Lorsque l'air est inhalé, les particules radioactives
qui résultent de la désintégration du
radon exposent les poumons à l'irradiation alpha et
augmentent ainsi le risque de développement d'un cancer
du poumon.

Ce risque augmente en fonction de la concentration en radon dans l'air et de la durée de l'exposition. Par conséquent, plus la concentration en radon dans l'air est élevée, et plus le temps passé à l'intérieur est important, plus le risque est élevé.
Toutefois, une exposition à des taux de radon modérés (< 100 Bq/m³) représente un risque réduit. Initialement, le risque accru de cancer du poumon a été reconnu pour des mineurs exposés à des concentrations élevées de radon dans les mines d’uranium. Par extrapolation, il a été suggéré que les habitants de régions à concentrations de radon élevées sont également exposés à un risque accru de cancer du poumon.
Ce point de vue a ensuite été confirmé par plusieurs études, et en particulier par une étude récente basée sur l’analyse de données individuelles dans 13 pays européens (Darby et al., 2005).
- qu’il existe une forte évidence pour l’association entre la concentration de radon dans l’habitation et le cancer du poumon
- que la relation dose-réponse parait être linéaire, sans évidence d’une dose limite, et qu’il existe une relation dose-réponse significative même en dessous des niveaux d’action recommandés
- que le risque absolu est beaucoup plus grand pour les fumeurs que pour les non-fumeurs
- que le radon dans l’habitation est responsable pour à peu près 9% des décès dus au cancer du poumon et pour environ 2% des décès résultant du cancer en Europe.
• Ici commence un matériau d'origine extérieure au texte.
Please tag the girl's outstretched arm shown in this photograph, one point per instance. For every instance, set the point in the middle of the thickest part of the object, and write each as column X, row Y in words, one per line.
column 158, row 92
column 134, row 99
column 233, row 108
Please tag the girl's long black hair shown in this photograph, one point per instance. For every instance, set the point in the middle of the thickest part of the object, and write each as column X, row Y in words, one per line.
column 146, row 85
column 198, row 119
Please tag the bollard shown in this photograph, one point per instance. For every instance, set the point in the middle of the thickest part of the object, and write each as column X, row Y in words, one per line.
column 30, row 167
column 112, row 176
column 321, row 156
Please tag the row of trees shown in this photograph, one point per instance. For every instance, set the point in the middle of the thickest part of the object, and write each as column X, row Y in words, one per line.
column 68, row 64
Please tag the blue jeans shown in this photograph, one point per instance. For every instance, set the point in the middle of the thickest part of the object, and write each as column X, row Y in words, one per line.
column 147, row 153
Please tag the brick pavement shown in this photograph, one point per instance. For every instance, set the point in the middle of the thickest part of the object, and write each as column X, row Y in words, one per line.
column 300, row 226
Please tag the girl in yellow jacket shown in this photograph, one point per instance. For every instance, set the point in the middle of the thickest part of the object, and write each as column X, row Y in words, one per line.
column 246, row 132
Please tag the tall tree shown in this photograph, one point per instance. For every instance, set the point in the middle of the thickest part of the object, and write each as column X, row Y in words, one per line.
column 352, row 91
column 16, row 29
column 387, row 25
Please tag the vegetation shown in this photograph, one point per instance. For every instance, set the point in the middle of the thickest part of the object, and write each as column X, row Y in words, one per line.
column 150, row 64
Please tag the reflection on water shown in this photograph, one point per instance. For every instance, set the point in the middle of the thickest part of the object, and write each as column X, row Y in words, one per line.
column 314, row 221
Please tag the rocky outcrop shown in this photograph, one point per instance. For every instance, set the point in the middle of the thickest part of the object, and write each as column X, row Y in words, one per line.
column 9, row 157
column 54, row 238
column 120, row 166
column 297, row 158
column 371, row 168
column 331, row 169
On notera que le risque de cancer pulmonaire
augmente de 16% par tranche de 100 Bq/m³ supplémentaire
dans la concentration de radon.
En se basant notamment sur cette étude, l’Organisation
Mondiale de la Santé (OMS) recommande dans un document
récent (OMS,
Aide-mémoire n° 291 : Radon et cancer, 2009,)
une concentration de référence nationale de 100
Bq/m³. Si ce n’est pas réalisable
dans les conditions particulières du pays, la concentration
de référence ne doit pas dépasser 300
Bq/m³.
Les effets de l’assainissement de l’habitation sur la santé
Une étude récente effectuée
au Royaume-Uni dans le cadre d’une action dans le Comté
de Northamptonshire pour promouvoir les mesures de protection
contre les effets du radon, a tenté de définir
les bénéfices pour la santé résultant
de l’assainissement des habitations.
Le National Radiological Protection Board (NRPB) a établi
le niveau d’action à 200 Bq/m³ pour les habitations
privées.

Il résulte de cette étude que les mesures d’assainissement ont considérablement réduit le taux de radon dans les habitations - et ceci pour un coût modéré -, et que le risque de cancer du poumon a été réduit, résultant en un bénéfice d’années de vie notable.